Si la loi, qui s’est inspirée de ce qui se passe en Occident dispose ainsi, c’est que les fonctions de conseiller municipal ou régional sont des fonctions de représentation, de prestige, de défense des intérêts des populations mandantes et tout à fait compatibles avec des obligations professionnelles normales de haut fonctionnaire, d’agent de l’Etat, de dirigeant politique d’employé de secteur privé, la gestion au quotidien étant placée sous la direction d’un secrétaire général.

Ainsi, par exemple dans l’Hexagone, l’immense majorité des ministres, des députés, des sénateurs, de présidents d’institution et même le président de la République sont des maires de commune, installés à Paris, laissant la gestion de leur commune aux secrétaires généraux.

Mais que se passe-t-il au pays des hommes intègres ?

Pour rendre à César ce qui est à César, il faut reconnaître que, outre les maires à la retraite ou qui exercent des fonctions libérales, il y a des maires qui sont en harmonie avec la loi en exerçant leur occupation professionnelle normale, en laissant leur secrétaire général gérer quotidiennement la mairie, tout en assumant les prérogatives liées à la présidence du conseil municipal, à la prise des décision, à la mise en place des cadres d’orientation à terme, à la coopération décentralisée.
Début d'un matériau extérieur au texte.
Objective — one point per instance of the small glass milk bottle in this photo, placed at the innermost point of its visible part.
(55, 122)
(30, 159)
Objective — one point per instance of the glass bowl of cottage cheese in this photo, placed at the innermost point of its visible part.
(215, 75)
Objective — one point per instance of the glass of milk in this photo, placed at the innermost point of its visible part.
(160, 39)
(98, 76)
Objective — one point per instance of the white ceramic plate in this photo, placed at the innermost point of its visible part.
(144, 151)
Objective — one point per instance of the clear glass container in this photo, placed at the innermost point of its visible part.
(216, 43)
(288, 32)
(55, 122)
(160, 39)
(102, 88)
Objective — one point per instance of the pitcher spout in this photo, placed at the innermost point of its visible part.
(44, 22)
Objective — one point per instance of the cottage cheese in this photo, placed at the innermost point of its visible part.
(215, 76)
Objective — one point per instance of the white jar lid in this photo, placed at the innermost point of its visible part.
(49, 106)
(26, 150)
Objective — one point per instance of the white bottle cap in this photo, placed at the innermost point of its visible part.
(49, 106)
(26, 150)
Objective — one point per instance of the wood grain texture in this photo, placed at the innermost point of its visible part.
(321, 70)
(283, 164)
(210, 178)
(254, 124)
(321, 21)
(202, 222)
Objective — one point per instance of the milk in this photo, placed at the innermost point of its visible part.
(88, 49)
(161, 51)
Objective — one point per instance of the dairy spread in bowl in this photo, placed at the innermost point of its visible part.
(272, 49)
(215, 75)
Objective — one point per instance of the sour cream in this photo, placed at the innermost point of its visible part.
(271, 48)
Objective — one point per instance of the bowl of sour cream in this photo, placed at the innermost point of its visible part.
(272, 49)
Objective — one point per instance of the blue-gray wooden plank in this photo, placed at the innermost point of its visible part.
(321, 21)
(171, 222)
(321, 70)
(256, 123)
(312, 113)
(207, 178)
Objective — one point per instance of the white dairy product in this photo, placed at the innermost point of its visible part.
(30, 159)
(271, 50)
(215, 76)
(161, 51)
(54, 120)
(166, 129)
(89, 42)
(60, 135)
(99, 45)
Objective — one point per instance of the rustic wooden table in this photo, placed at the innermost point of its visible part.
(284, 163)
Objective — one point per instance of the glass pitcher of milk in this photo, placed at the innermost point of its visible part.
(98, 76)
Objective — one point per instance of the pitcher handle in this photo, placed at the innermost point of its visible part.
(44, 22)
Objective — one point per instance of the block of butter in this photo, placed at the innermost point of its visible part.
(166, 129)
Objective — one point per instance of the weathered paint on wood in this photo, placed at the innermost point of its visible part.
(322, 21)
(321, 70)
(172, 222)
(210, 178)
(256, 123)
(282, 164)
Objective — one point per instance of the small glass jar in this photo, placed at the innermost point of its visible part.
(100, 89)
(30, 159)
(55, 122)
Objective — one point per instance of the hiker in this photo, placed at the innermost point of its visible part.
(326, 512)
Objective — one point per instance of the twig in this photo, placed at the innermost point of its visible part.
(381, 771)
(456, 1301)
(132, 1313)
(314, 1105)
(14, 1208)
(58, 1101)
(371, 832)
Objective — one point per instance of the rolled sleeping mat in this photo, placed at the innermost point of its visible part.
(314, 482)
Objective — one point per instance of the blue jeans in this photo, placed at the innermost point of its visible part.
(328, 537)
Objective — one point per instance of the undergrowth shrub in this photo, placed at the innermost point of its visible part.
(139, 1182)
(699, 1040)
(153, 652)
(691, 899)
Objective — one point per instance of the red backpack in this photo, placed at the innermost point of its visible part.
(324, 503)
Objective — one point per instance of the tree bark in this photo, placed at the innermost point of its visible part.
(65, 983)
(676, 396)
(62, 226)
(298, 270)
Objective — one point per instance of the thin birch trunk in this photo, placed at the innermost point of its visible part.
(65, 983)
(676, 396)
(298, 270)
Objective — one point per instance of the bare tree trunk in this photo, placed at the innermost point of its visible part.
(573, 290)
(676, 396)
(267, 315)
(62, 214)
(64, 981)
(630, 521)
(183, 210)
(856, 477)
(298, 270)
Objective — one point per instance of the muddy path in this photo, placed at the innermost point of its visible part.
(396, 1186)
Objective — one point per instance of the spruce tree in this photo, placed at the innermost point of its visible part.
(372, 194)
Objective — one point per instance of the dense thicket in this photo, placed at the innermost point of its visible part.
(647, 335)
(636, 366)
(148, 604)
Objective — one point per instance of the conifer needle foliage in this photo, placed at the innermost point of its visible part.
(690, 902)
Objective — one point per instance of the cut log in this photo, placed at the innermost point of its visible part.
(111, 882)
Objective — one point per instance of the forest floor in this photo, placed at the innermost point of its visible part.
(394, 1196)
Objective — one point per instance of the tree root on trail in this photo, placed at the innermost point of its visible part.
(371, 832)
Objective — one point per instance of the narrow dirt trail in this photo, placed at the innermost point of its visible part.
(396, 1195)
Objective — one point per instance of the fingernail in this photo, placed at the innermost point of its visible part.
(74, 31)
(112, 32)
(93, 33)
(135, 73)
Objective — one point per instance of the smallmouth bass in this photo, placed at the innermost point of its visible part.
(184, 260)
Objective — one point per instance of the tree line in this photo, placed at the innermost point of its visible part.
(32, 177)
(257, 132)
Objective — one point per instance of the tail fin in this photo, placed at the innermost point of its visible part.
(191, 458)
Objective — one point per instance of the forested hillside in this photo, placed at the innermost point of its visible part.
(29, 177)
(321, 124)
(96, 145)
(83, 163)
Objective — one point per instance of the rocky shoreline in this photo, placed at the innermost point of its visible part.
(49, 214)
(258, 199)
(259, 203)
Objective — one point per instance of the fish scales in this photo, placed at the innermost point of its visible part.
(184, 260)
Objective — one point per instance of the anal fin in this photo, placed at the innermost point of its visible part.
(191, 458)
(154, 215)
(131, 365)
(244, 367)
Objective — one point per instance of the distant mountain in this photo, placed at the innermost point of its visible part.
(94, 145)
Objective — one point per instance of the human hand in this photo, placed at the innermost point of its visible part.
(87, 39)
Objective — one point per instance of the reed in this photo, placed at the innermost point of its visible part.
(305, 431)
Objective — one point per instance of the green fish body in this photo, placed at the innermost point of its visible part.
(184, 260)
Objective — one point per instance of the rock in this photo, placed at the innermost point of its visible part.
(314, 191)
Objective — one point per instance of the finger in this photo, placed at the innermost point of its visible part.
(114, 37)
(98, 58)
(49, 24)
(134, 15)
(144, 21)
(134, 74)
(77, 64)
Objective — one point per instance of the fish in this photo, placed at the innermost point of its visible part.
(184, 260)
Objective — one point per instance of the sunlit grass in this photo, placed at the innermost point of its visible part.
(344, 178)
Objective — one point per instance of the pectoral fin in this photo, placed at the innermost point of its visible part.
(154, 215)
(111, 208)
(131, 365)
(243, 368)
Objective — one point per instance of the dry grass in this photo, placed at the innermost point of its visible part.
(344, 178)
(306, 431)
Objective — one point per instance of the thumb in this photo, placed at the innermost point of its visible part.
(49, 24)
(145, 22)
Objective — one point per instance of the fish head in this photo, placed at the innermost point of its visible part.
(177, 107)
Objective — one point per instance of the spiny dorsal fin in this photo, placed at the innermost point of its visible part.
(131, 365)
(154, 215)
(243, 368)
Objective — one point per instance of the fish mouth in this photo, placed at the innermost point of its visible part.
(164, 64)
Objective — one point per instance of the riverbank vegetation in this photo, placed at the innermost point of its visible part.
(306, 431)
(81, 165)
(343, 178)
Par contre, certains maires, fonctionnaires de leur état, ont carrément abandonné leur poste contre une présence assidue à la mairie où ils s’occupent de tout et de rien, et surtout des affaires qui ne les regardent pas, hypothéquant ainsi la quiétude d’honnêtes citoyens. Ces maires sont ainsi payés pour rien, ce qui constitue une hémorragie financière au détriment de l’Etat.

Toutes ces questions sont fort préoccupantes à la veille d’élections municipales qui vont fournir au Burkina Faso près de 20 000 conseillers muncipaux, plus de 700 conseillers régionaux, 13 présidents de conseil régional, près de 400 maires.

Si aucune mesure n’est prise pour accompagner cette révolution, il est naturel de se demander si les ressources financières de l’Etat pourront payer tous ces fonctionnaires qui seront élus maires ou présidents de conseil régional et payer aussi leurs remplaçants, s’ils doivent se comporter comme leurs prédécesseurs. L’autre question est liée, au niveau des communes rurales, à la cohabitation d’un maire et d’un préfet dont les compétences territoriales sont identiques.

S’il est vrai que l’un, le maire, est une personnalité décentralisée représentant les populations mandantes et que l’autre, le préfet, nommé par le gouvernement représente l’Etat, le niveau culturel des uns et des autres permettra-t-il une bonne distinction des deux rôles ? Dans les cas des conflits de compétence qui ne manqueront pas de naître, en faveur de qui, le gouvernement tranchera-t-il. Rendez-vous dans un an pour connaître la réponse à cette question sur le terrain.